Crianças com asma totalmente controlada (ACT 25) apresentaram adesão completa ao tratamento farmacológico determinado pelo MARS-5, corroborando com a ideia de que o uso dos fármacos propostos para a asma, de forma correta e regular, reflete em bom controle da doença em crianças e adultos.

Os impactos da asma não controlada na saúde pública do Brasil são enormes. Cardoso e cols.18 estudaram a repercussão da asma no Brasil mostrando gastos de mais 168 milhões de dólares entre 2008 e 2013 em hospitalizações por asma, com uma média de 120.000 hospitalizações por asma no período. Somente em 2013, ocorreram 2.407 óbitos, representando uma média de 5 óbitos por dia18. No Brasil, desde 2009 há um programa de fornecimento gratuito de corticoide e broncodilatador de curta ação em Unidades de Saúde e farmácias cadastradas pelo Ministério da Saúde19.

Ponte e cols.20 analisaram, em 2007, o impacto de um programa de política pública de saúde nos gastos do sistema de saúde com pacientes portadores de asma no estado da Bahia. O PROAR (Programa de Controle de Asma e Rinite Alérgica na Bahia) trata-se de um programa de assistência, ensino e pesquisa que oferece ao paciente com asma grave, medicação gratuita, atendimento médico, psicológico, assistência farmacêutica e educação em asma20. Foi observada redução nos números de dias ausentes na escola e trabalho, atendimento em emergências, hospitalizações e uso de corticoide sistêmico em um ano de programa, estimando-se que foram evitados 7.000 atendimentos em emergência e 300 internações no período estudado20.

Métodos de lembrete na forma de mensagens de texto, chamadas telefônicas automatizadas e dispositivos de lembretes audiovisuais foram testados para aumentar a adesão aos medicamentos em pacientes com doenças crônicas, incluindo a asma, com bons resultados na adesão, apesar de não impactar na qualidade de vida e em resultados clínicos21.

Não somente por ser a doença crônica mais prevalente na pediatria, a asma requer atenção especial buscando evitar exacerbações, internamentos, mortalidade e perda de qualidade de vida, e ainda evitar as consequências da doença na vida adulta.
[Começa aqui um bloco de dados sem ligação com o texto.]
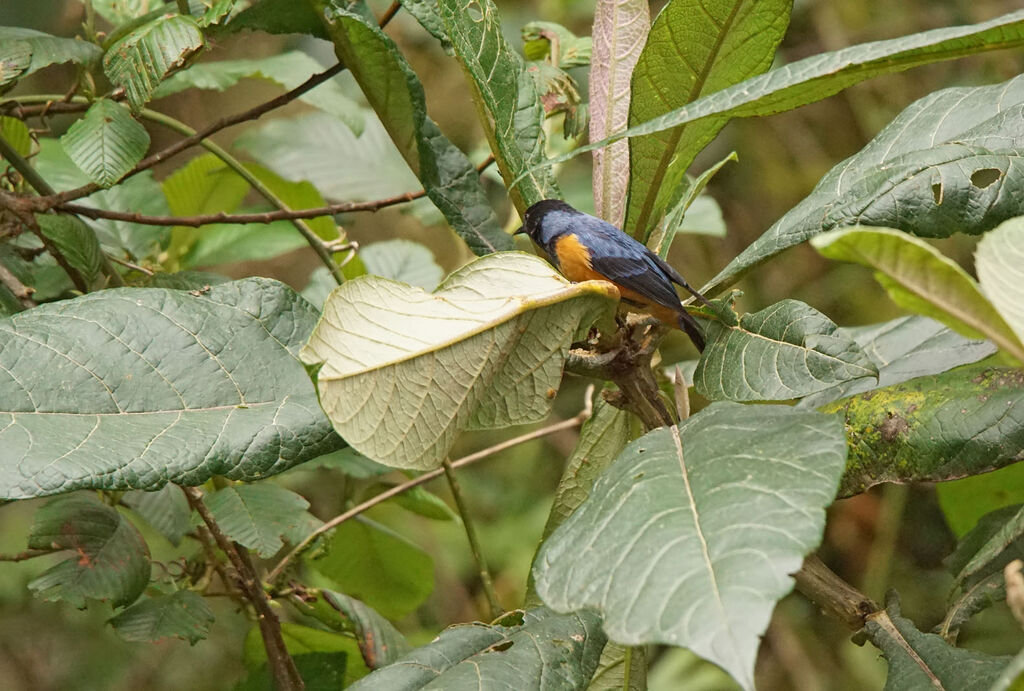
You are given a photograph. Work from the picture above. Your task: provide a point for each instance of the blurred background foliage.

A adesão ao tratamento no sentido mais global é fator fundamental para garantir todos estes aspectos e deve ser buscada por médicos e equipe multiprofissional, pacientes e familiares22.

Medidas de educação em asma devem ser priorizadas e adotadas, não exclusivamente em ambulatórios especializados, mas em todos os serviços que atendam a criança com asma, na esfera pública e privada, buscando o controle desta doença prevalente e de grande impacto social e econômico.